The United States continues to attack the foreign-exchange policies of the Chinese, but Chinese leaders have worked hard behind the scenes to build relationships and to act in a way that is supportive rather than divisive. A recent example is the announcement that China will buy Greek government bonds to show support of the effort being made in Greece to restore confidence in the economic policies of that government.

“The U. S. plans to use IMF meetings and sessions of the Group of 20 in October and November as venues to coordinate international pressure on Beijing, rather than press its views unilaterally.” (See “IMF Talks on Currency Restraints,”

Yet those that seemingly support a broader base for international reserves are getting most of the press and any real publicity condemning the actions of the Chinese appear to be mostly coming from the United States. The support the United States does get seems half-hearted, at best.

The United States seems to be losing its relative position in the financial world. Yes, it is still “Number One” but the fifty years of credit inflation that has weakened its economic base ( coupled with growing strength in the emerging nations has resulted in changes in the relative position of countries in the world. The United States continues to act as if it were still the “sole act” on the stage, while many of the emerging nations, especially the BRIC nations, are finding their relative strength and their voice. (France’s Sarkozy, with no place else to go, seems to be leaning to the BRICs to show he still has some clout in the world.)

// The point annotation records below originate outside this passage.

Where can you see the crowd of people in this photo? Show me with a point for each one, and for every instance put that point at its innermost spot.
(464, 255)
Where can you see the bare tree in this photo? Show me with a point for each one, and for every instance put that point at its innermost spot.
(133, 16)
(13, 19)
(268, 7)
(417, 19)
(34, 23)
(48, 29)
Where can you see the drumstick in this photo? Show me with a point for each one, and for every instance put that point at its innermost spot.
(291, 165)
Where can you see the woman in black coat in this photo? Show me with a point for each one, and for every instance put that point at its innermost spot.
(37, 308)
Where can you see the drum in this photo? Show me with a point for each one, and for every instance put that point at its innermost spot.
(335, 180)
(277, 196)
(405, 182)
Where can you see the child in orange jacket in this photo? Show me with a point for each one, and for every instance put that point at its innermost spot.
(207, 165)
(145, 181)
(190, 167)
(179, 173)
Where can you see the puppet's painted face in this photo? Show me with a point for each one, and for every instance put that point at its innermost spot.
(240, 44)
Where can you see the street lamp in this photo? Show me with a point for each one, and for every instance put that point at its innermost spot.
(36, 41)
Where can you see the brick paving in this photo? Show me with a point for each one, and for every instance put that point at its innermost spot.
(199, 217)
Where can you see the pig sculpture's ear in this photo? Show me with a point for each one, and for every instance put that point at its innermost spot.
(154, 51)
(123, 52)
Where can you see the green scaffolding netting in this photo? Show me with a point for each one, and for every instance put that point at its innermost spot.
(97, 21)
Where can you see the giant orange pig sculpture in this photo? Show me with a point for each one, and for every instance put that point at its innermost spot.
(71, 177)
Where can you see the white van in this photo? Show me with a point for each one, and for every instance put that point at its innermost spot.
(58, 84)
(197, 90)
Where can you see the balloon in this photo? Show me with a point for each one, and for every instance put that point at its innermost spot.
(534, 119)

The growing conflict comes from the fact that the financial world has become increasingly interconnected. Capital mobility is greater now than many believed possible forty years ago. But, the existence of this mobility limits the choices available to countries: they can either have fixed exchange rates or they can have independent governmental economic policies.

Many, like the United States, have opted for independent governmental economic policies. This has resulted in the internal economic problems in the United States mentioned in the Seeking Alpha post cited above. The consequence of this has been a decline in the value of the United States dollar. Other countries have had to follow various paths in order to protect themselves from what they consider to be a “competitive devaluation” on the part of the United States.

These other countries are not particularly happy.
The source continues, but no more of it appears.